The pyx is the small receptacle for the Eucharist which is used to transport the Eucharist out of the church. It is most often utilized to take the Eucharist to the sick. It is also gold, since it touches the Body of Christ.
The tabernacle is the place in which the Holy Eucharist is kept outside of mass. It is the gold box to which everyone genuflects, because inside that box is the Body of Christ. The tabernacle is supposed to be a very solid box which is not easily moved. This makes sense because the Body of Christ should be in a container which is difficult to steal or desecrate.
The cruets are the small containers which hold the water and wine before they are poured into the chalice and consecrated into the blood of Christ. The altar servers bring these up to the priest at the time of the offertory.
The lavabo bowl is the official name for the bowl over which the priest washes his hands at the offertory. Lavabo is Latin for “I will wash”, so it is a fitting name for a bowl whose purpose is a washing. When he uses this bowl, the priest is not only cleaning his hands, but he is showing figuratively that he should be spiritually clean as well.
The corporal is a special cloth which is placed on the altar and which holds on it the chalice(s) and paten. Its primary purpose is to catch any particles of the host or drops of the Precious Blood which may inadvertently fall. These particles and drops are still Jesus Himself, so it is crucial that they be caught and properly consumed.

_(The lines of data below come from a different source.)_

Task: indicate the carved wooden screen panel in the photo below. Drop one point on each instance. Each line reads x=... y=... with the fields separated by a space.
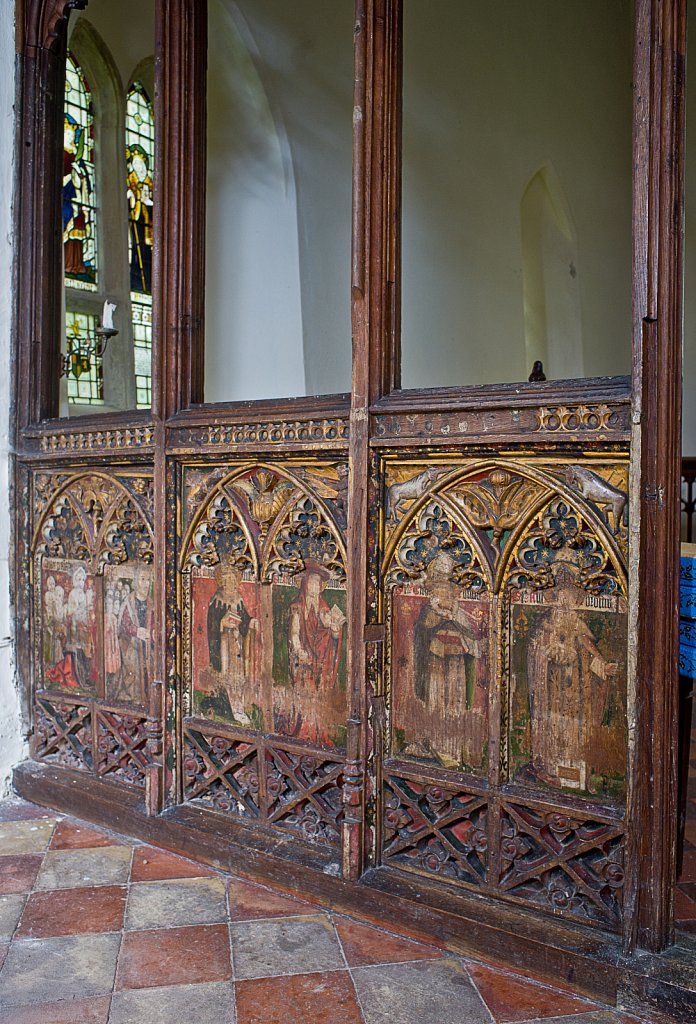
x=263 y=653
x=93 y=621
x=501 y=579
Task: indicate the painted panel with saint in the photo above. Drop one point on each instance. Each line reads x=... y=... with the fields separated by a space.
x=440 y=671
x=568 y=690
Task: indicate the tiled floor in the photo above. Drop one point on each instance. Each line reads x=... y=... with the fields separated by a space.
x=97 y=929
x=685 y=898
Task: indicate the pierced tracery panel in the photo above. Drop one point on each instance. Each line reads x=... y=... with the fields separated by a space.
x=290 y=787
x=564 y=862
x=439 y=622
x=305 y=794
x=435 y=828
x=222 y=773
x=122 y=745
x=62 y=733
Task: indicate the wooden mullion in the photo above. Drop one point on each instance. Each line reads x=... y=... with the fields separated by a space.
x=658 y=212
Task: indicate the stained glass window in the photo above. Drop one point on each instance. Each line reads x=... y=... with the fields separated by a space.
x=140 y=162
x=85 y=377
x=79 y=206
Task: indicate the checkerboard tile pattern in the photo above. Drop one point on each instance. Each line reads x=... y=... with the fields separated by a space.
x=96 y=929
x=685 y=897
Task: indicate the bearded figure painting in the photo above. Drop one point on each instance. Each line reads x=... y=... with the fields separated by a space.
x=226 y=647
x=440 y=671
x=71 y=653
x=568 y=724
x=309 y=658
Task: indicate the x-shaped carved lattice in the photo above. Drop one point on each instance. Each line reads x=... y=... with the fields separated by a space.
x=128 y=734
x=67 y=728
x=560 y=842
x=220 y=768
x=311 y=779
x=419 y=814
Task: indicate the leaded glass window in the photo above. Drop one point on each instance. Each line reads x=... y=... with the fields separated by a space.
x=79 y=205
x=85 y=380
x=140 y=163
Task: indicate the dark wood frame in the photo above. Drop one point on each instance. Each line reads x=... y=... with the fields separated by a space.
x=376 y=400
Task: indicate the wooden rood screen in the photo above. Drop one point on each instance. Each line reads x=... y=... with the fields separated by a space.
x=422 y=638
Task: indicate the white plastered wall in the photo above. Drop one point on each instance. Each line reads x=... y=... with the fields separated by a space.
x=11 y=741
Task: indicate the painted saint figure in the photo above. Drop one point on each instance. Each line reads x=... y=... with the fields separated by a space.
x=446 y=654
x=314 y=638
x=231 y=642
x=54 y=622
x=77 y=671
x=136 y=637
x=140 y=193
x=569 y=682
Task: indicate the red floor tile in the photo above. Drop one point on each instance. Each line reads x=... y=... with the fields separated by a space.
x=92 y=1011
x=75 y=836
x=511 y=998
x=73 y=911
x=320 y=998
x=174 y=956
x=251 y=902
x=150 y=864
x=17 y=873
x=363 y=945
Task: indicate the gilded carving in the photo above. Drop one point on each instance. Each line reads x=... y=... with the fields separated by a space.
x=95 y=440
x=496 y=504
x=280 y=432
x=568 y=419
x=438 y=663
x=510 y=578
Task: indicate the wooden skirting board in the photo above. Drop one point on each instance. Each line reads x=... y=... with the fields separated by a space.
x=660 y=986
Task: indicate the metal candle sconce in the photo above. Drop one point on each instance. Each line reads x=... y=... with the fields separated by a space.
x=78 y=359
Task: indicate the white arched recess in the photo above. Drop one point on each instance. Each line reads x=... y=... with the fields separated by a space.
x=253 y=302
x=553 y=321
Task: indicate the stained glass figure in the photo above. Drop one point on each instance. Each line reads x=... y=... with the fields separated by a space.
x=79 y=207
x=139 y=154
x=85 y=377
x=140 y=162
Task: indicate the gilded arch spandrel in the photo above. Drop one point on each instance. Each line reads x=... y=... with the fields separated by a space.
x=250 y=660
x=92 y=554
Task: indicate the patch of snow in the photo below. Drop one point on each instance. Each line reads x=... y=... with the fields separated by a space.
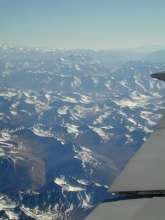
x=72 y=129
x=61 y=181
x=86 y=156
x=63 y=110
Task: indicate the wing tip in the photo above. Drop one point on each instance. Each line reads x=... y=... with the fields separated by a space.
x=159 y=75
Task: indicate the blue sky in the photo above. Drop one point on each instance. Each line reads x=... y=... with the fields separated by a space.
x=92 y=24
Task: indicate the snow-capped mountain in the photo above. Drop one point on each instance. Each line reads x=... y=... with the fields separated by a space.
x=69 y=121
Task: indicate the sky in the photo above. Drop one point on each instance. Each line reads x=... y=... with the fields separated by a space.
x=82 y=24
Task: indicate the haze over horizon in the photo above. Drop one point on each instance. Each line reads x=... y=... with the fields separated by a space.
x=84 y=24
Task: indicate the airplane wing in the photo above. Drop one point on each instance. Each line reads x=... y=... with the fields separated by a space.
x=139 y=191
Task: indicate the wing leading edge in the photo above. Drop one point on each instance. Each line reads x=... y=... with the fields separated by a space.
x=141 y=185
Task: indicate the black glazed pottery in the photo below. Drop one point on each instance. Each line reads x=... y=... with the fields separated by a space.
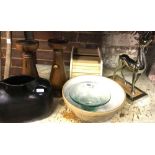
x=24 y=98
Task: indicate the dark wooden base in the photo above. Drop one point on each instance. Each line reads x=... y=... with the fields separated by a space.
x=127 y=88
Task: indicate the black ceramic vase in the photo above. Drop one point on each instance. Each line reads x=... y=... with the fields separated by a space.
x=24 y=98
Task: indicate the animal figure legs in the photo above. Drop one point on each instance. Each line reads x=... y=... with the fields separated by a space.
x=135 y=77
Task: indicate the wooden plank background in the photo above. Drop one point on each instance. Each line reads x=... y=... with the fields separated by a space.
x=44 y=53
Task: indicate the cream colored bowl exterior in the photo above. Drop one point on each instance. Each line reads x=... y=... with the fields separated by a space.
x=98 y=116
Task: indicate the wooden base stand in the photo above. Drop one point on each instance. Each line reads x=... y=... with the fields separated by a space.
x=127 y=88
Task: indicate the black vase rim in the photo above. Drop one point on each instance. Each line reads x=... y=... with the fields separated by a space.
x=18 y=80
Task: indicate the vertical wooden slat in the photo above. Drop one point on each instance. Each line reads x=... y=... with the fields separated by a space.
x=8 y=55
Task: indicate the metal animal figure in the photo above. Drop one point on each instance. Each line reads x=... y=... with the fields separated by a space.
x=137 y=67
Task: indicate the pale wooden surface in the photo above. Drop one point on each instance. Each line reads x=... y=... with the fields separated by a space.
x=142 y=110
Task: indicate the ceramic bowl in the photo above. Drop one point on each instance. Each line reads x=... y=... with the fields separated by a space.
x=96 y=104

The pall is the piece of cardboard which is placed over the chalice. It is often covered in cloth and decorated. Its purpose is to keep foreign objects out of the Precious Blood.
The purificator is the cloth which hangs over the chalice and which the priest uses to wipe the chalice. Since the Precious Blood is so important, a special, blessed cloth is used to wipe up and clean anything which came into contact with It.
The finger towel is the cloth with which the priest dries his hands after washing them at the offertory. It is sometimes called a Lavabo Cloth, in relation to the Lavabo bowl. This cloth is unique, but is not as special as the purificator, because it does not touch the Precious Blood.